How different is it, really, from the exploitation we have come to recognize in the true-crime genre, which takes the worst moments of real people’s lives and repackages them for public entertainment? The woman’s redemption plot makes a similar return to humiliating scenes of public mockery. Yes, the aim is to point out how unfair it all was, and in some cases, as with Lewinsky’s role in Impeachment, it can be satisfying to see it all splayed out again — this time with the default assumption that the public may care about you. But that’s not always the case. Pam & Tommy is anxious to align our perspective with Anderson’s, but it also wants us to have a laugh at her expense. This show is for its audience, not for Anderson, which she herself has made very clear. Spears was similarly “embarrassed,” she said, by how Framing Britney Spears presents her. Janet Jackson, on the other hand, is immensely respectful of the boundaries Jackson maintains around her life, which translates into a much less revelatory piece of TV. Still, there’s no consistent correlation between a work that is considerate of its subject and one that’s entertaining. Surely the best option is the Impeachment model: a subject who wants to participate and a piece of art that lives up to the sacrifice of her participation. Any film or series is immensely collaborative, and the result is often alchemical. When a work of art is packaged around a mission statement, how many minds need to be changed before the argument for its existence overbalances its subject’s desires?

Then there is the other trap of empathy tourism. Going there and digging it all up again is a mirror of physical tourism, a tangle of interlocking motivations. As tourists, we tramp all over everything, demanding that an entire industry spring up to cater to our desires. It can feel so good to revisit a big cultural story from 30 years ago, to get the bracing dose of masochism that comes with excavating this woman’s pain (I’ve laughed at jokes like this. I’ve been part of the -problem) while feeling that now we can get the story right. Even in the best applications, this type of art has a formulaic quality, and that formula has primed it for commodification. Surely there must be more women whose stories can be shaped into a pleasing eight-episode journey to the past! That grouping is its own form of erasure. Anderson’s story isn’t the same as Bobbitt’s, which is different from Harding’s and Jackson’s. However much we may enjoy the experience of getting close to them, we will still return to the blind spots of our own cultural moment.

Formula does not necessarily mean a work has less power.
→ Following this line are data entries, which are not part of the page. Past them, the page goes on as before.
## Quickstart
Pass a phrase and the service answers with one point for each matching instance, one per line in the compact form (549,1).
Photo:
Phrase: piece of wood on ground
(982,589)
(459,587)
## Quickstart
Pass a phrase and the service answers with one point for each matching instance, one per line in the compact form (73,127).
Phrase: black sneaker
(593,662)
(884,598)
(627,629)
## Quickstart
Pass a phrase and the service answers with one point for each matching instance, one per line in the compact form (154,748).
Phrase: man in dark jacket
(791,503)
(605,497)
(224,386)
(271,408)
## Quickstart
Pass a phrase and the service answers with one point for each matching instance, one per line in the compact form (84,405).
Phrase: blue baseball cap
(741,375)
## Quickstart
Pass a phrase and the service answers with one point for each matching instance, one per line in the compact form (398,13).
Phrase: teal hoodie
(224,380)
If anything, entertainment’s past several decades have demonstrated that formula is power, that there is immense influence in what kinds of stories get told over and over. There is obliteration in lumping these stories together, and there is strength. Only in concert do they reinforce the need to reframe history more broadly, beyond the reputation of any one person. Tourism, for all its flaws, is still better than never leaving home. But when each of these expeditions comes with its own motivations, desires, and aims, it’s worth asking, Who’s paying for the trip?